1.2 Latency Numbers Flashcards
What are latency numbers, and why are they important in system design?
Latency numbers represent the time it takes for a system to complete a specific operation, such as accessing memory, making a network request, or reading data from a disk. They are crucial in system design because they help developers understand the performance characteristics of different components. For example, knowing that accessing CPU registers is much faster than accessing main memory can guide decisions about optimizing code or choosing the right data storage solution. While exact numbers may change over time, understanding the relative differences (e.g., how much slower disk access is compared to memory access) is more important for designing efficient systems.
What is the significance of the sub-nanosecond range in latency?
The sub-nanosecond range (less than 1 nanosecond) is the fastest latency range in computing. It includes operations like accessing CPU registers and completing a CPU clock cycle. CPU registers are tiny, ultra-fast storage locations inside the CPU, and accessing them is extremely quick. A modern CPU’s clock cycle (the time it takes to execute a basic operation) is also in this range. These operations are so fast that they form the foundation of all computing tasks. However, because CPU registers are limited in number, they are used sparingly for the most critical tasks.
What happens in the 1 to 10 nanosecond latency range?
In the 1 to 10 nanosecond range, we find operations like accessing L1 and L2 caches. These are small, fast memory caches located close to the CPU. Accessing them is slower than accessing CPU registers but still much faster than accessing main memory. This range also includes penalties for branch mispredictions, which occur when the CPU guesses the wrong path in a conditional statement (e.g., an if-else block). A branch misprediction can cost up to 20 CPU clock cycles, which is still within this range.
What is the latency of accessing main memory (RAM)?
Accessing main memory (RAM) typically falls in the 10 to 100 nanosecond range. For example, on a modern processor like the Apple M1, accessing RAM is at the slower end of this range. This means that accessing RAM is hundreds of times slower than accessing CPU registers or L1/L2 caches. This difference highlights why optimizing code to minimize memory access is important for performance.
What is the cost of a system call in terms of latency?
A system call (e.g., requesting a service from the operating system kernel) typically takes several hundred nanoseconds on Linux. This latency accounts for the time it takes to switch from user mode to kernel mode and back (a process called a trap). However, this does not include the time it takes to execute the system call itself. System calls are relatively expensive compared to CPU operations, so minimizing their use can improve performance.
What is the latency of a context switch between threads?

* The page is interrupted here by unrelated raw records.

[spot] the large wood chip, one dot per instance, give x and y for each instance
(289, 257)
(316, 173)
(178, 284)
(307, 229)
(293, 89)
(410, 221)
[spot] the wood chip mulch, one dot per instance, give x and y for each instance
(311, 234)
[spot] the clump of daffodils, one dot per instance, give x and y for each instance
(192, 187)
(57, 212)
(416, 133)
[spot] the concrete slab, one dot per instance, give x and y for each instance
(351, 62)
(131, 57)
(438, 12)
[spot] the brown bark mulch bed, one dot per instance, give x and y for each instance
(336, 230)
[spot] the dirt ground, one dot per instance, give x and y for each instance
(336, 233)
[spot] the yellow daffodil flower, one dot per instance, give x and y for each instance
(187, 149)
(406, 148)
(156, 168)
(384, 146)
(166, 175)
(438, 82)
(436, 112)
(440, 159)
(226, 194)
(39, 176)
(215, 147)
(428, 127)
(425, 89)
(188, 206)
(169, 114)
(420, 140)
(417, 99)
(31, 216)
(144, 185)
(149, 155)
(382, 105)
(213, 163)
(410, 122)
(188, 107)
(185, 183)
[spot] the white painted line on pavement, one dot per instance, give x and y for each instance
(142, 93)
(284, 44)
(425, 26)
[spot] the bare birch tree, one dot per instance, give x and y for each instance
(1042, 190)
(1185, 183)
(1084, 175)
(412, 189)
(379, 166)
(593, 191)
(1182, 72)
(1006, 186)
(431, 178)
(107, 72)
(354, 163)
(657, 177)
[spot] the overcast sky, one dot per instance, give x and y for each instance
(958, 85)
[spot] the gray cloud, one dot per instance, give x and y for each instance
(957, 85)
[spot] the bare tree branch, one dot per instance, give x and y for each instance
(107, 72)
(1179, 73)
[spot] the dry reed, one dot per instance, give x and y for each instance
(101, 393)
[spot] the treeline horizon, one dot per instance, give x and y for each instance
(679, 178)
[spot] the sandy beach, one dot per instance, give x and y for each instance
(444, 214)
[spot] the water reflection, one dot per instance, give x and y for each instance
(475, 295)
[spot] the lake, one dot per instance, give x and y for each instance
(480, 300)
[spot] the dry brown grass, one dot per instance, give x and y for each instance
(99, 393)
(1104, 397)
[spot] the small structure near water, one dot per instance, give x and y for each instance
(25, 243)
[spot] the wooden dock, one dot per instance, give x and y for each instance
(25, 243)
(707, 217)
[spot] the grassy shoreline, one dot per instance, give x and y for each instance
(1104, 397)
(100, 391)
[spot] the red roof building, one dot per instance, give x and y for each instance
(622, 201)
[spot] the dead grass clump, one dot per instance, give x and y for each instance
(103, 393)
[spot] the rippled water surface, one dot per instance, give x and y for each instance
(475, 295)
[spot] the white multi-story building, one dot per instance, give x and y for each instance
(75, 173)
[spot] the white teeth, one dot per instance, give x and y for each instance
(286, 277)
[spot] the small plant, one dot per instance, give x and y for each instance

A context switch (switching from one thread to another) takes at least a few microseconds on Linux. This is the best-case scenario. If the new thread requires loading data from memory (e.g., paging), the latency can increase significantly. Context switches are necessary for multitasking but can become a bottleneck in high-performance systems.
What is the latency of reading data from an SSD?
Reading an 8K page from an SSD typically takes about 100 microseconds. SSDs are much faster than traditional hard drives because they have no moving parts. However, SSD write latency is about 10 times slower than read latency, taking close to 1 millisecond to write a page. This difference is due to the way SSDs handle data writes.
What is the latency of a network round trip within a cloud zone?
A network round trip within the same cloud zone (e.g., between servers in the same data center) typically takes a few hundred microseconds. In the 2020s, this latency has improved and can sometimes be less than 100 microseconds. This low latency is crucial for distributed systems, where frequent communication between servers is required.
What is the latency of a Memcache or Redis operation?
A typical Memcache or Redis get operation takes about 1 millisecond as measured by the client. This includes the time for the network round trip and the time to retrieve the data from the cache. Caching systems like Redis are designed to provide fast access to frequently used data, reducing the need to query slower databases.
What is the latency of a hard disk drive (HDD) seek?
The seek time of a hard disk drive (HDD) is about 5 milliseconds. This is the time it takes for the disk’s read/write head to move to the correct position on the disk. HDDs are much slower than SSDs because they rely on mechanical parts, which introduce latency.
What is the latency of a network round trip between the US and Europe?
A network round trip between the US East Coast and Europe typically takes 10 to 100 milliseconds. This latency is due to the physical distance between the two locations and the speed of light, which limits how fast data can travel. Such latencies are important to consider when designing globally distributed systems.
What is the latency of a bcrypt password hash?
Hashing a password using bcrypt takes about 300 milliseconds. This is intentionally slow to make brute-force password cracking impractical. While this latency is high compared to other operations, it is necessary for security purposes.
What is the latency of transferring 1GB of data within a cloud region?
Transferring 1GB of data within the same cloud region takes about 10 seconds. This latency depends on network bandwidth and congestion. For large data transfers, optimizing network usage and compression can help reduce the effective latency.